Maurice took issue with how referees Pierre Lambert and Francois St. Laurent doled out penalties to his squad, specifically a charging call against defenseman Radko Gudas late in the second period. It was Gudas’ second infraction of the night and the 10th penalty overall assessed against Florida.
“There will always be penalties that you take in your game you earn,” Maurice said. “There’s a whole bunch you’re not going to like at all. I thought we had the inordinate share of those [where it is] hard to describe the call. Usually at least [the officials] have enough there to argue. [They] come over and say, ‘Yeah, the stick got up.’ Radko Gudas [throws] as clean a hit as you can level — stick on stick, body on body, not a charge. They’re both going in the same direction.
“No problem with the guy going to the net at all. That’s hockey. But that’s — I don’t know what the hell those [officials] were doing tonight, but it wasn’t Florida Panther friendly.”
It is not the first time Maurice has taken issue with league officials. As coach of the Winnipeg Jets in 2016, Maurice was fined $5,000 for an exchange with St. Laurent over a pair of hits. On Tuesday, Maurice flagged that interaction as a precursor to what happened in Toronto.

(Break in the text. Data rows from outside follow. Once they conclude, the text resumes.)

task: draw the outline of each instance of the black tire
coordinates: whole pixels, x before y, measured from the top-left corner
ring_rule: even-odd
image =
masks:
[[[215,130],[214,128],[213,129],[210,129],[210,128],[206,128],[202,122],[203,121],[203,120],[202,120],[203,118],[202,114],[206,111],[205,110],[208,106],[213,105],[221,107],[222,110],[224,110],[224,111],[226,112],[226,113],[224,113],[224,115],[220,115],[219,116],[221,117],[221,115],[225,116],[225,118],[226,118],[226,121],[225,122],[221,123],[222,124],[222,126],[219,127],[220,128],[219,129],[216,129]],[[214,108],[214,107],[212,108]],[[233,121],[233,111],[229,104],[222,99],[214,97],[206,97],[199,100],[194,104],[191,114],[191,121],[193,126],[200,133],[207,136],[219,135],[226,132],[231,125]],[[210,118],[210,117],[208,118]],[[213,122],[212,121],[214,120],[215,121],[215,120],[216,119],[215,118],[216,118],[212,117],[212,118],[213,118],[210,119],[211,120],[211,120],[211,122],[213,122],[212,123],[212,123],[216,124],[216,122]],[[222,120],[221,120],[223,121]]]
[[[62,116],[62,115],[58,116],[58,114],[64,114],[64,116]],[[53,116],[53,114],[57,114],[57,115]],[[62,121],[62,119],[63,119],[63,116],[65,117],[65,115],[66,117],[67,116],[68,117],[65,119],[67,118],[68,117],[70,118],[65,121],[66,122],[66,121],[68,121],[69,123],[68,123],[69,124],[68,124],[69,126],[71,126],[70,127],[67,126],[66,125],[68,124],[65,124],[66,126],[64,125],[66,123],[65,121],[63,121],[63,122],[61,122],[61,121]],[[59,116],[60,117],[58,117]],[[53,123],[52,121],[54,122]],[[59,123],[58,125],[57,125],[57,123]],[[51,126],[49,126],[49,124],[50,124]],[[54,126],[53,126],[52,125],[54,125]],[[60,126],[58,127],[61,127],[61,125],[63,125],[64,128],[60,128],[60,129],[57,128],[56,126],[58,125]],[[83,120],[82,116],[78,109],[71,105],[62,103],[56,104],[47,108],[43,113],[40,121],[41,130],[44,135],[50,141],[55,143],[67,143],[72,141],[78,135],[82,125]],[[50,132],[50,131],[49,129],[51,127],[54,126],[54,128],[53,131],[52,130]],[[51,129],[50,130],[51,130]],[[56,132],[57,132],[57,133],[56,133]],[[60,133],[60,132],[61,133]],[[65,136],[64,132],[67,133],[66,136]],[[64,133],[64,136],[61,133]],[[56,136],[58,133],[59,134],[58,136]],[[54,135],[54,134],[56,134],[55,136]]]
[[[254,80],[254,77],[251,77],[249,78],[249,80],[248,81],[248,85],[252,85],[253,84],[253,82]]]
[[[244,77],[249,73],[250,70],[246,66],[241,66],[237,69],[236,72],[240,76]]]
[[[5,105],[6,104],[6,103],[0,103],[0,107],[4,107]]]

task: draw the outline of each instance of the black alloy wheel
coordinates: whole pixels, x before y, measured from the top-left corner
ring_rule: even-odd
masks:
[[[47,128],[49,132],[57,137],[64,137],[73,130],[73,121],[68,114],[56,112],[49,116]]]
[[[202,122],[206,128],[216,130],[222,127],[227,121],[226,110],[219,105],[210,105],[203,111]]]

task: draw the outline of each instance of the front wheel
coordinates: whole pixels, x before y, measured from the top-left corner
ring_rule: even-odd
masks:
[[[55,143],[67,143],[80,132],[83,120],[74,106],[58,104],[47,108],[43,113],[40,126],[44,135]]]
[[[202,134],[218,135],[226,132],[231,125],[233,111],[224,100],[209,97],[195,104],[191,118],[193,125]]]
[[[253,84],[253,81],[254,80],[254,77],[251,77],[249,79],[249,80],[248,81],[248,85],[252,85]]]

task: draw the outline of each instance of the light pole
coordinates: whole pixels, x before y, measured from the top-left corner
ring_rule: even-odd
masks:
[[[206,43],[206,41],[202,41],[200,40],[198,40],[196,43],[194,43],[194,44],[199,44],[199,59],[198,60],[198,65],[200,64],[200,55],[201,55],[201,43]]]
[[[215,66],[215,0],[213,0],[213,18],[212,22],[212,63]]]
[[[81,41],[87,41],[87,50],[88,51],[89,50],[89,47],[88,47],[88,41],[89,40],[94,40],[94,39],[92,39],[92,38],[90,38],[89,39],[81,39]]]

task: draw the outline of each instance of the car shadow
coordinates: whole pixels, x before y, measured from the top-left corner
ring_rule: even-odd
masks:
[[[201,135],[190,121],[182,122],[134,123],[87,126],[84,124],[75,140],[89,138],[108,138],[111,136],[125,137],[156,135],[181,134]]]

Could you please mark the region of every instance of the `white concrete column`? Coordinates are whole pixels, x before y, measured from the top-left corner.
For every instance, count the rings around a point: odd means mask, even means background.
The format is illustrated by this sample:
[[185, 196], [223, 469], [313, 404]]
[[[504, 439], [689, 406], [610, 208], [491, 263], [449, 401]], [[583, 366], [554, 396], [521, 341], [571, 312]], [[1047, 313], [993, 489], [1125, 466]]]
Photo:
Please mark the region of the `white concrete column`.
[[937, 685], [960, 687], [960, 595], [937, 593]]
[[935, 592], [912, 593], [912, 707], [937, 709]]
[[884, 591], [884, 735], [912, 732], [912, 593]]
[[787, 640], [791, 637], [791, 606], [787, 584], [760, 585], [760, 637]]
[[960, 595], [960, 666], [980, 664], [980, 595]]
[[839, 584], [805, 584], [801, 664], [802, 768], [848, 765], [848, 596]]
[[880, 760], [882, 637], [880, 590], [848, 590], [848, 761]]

“I just explained to [my players] that [the penalty calls] had nothing to do with [them],” he said. “That had to do with me in a relationship that I have with one of the referees. That’s what that was all about, so just go out, keep your mouth shut and play the game.”
Maurice was asked about his critical comments again Thursday in Montreal before news of his fine became public. He sidestepped the question by telling reporters, “It would be fiscally irresponsible for me to say anything ever again.”
This is Maurice’s first season behind the Panthers’ bench. Florida has struggled under its new regime from the outset, going 21-20-5 and currently sitting outside the playoff picture. The Panthers dominated last year as the 2021-22 Presidents’ Trophy winners, finishing with a league-high 122 points.